With this configuration and 8E20 8 GeV protons/year on target, we get a soil activation that corresponds to a concentration at the Dolamite (assumed elevation of 677') of 6500 pC/mL of tritium (limit is 20 pC/mL) and 2.3 pC/mL of Na22 (limit is .2 pC/mL). While these numbers are well above the allowed limits, they are not so far out of range that they are worrisome at this point. Additional shielding and a better simulation will probably brings these into line. However, one of the most important factors in these calculations is the depth of the Dolamite layer below the target hall. I would suggest taking core samples at three places:
As to shielding, the highest area of irradiation is right behind the dump. In the next plot, I show the star density in a linear contour plot in the soil right behind the dump. [Up is up in this plot; right is beam's right. The scale is in cm. The contours shown essentially map out the portion of the end of the decay hall not covered by the dump.] We get significant irradiation around the edges of the dump. To reduce the activation level, we must shield this area. The final plot is a logrythmic plot of the activation in the soil laterally around the decay hall. [Up is along the beam line in this plot; right is beam's right. The plot starts at the upstream shielding of the target. The contours mark out the edge of the soil outside the decay hall. The scales are in cm.] This plot shows that the upstream end of the hall is pretty well shielded, but once the shielding ends, activation begins. The highest region is at the end of the hall where the particles miss the steel dump. However, there is significant activation in the sides of the all also (more to beam's left than beam's right only because the beam is closer to the wall on the left than on the right).

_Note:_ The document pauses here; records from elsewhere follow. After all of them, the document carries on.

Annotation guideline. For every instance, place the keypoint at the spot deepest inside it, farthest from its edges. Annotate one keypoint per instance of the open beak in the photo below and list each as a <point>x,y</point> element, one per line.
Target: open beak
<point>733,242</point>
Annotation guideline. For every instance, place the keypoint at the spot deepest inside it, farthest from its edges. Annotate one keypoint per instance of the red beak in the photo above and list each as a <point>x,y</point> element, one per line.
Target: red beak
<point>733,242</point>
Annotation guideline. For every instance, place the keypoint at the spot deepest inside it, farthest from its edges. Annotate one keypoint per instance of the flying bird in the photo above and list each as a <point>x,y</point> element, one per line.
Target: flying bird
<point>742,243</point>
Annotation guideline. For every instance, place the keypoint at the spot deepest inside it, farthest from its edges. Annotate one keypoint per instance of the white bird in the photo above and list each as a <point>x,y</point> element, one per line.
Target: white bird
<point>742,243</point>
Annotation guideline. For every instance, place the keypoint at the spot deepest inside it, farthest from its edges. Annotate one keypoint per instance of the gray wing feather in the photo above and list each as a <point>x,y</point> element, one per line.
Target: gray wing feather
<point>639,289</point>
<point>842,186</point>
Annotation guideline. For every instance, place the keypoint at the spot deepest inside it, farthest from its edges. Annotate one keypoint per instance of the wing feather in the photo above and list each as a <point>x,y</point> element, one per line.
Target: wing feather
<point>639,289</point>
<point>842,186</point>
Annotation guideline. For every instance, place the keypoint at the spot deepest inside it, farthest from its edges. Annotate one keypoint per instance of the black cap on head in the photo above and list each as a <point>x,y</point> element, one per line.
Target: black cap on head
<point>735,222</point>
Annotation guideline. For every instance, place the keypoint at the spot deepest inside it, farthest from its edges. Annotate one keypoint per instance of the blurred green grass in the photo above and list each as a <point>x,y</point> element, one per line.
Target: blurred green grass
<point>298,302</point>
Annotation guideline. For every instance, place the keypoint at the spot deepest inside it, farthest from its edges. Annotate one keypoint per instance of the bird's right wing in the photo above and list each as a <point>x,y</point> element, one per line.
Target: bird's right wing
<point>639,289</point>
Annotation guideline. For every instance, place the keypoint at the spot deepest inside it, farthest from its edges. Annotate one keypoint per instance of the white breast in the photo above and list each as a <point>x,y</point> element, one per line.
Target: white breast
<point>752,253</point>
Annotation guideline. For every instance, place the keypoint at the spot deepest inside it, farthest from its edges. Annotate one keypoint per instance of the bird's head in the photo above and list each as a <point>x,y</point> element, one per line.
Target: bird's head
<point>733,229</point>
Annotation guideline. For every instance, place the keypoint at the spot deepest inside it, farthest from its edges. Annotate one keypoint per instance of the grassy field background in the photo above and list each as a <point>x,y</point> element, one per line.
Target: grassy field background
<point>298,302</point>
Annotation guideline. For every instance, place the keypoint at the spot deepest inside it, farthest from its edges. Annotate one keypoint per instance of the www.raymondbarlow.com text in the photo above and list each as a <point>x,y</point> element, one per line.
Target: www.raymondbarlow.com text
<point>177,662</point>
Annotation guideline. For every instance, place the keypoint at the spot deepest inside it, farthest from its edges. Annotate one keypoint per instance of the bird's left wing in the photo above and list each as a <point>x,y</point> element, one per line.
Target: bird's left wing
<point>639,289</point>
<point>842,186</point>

The shielding studies that I would recommend (and will do) are to increase the wall thickness on the sides of the hall to get below the concentration limit, to add steel shielding to the end of the hall, and to make the hall smaller to just fit around the beamstop.
Finally, a comment on MARS vs. Casim: I have retrofitted Casim to allow us to use it to specifically answer our questions about our target hall. Unfortunately, I cannot get the same level of detail out of MARS. I plan to compare MARS to Casim on some geometries that MARS can handle and then to extrapolate to our present geometry from that extrapolation.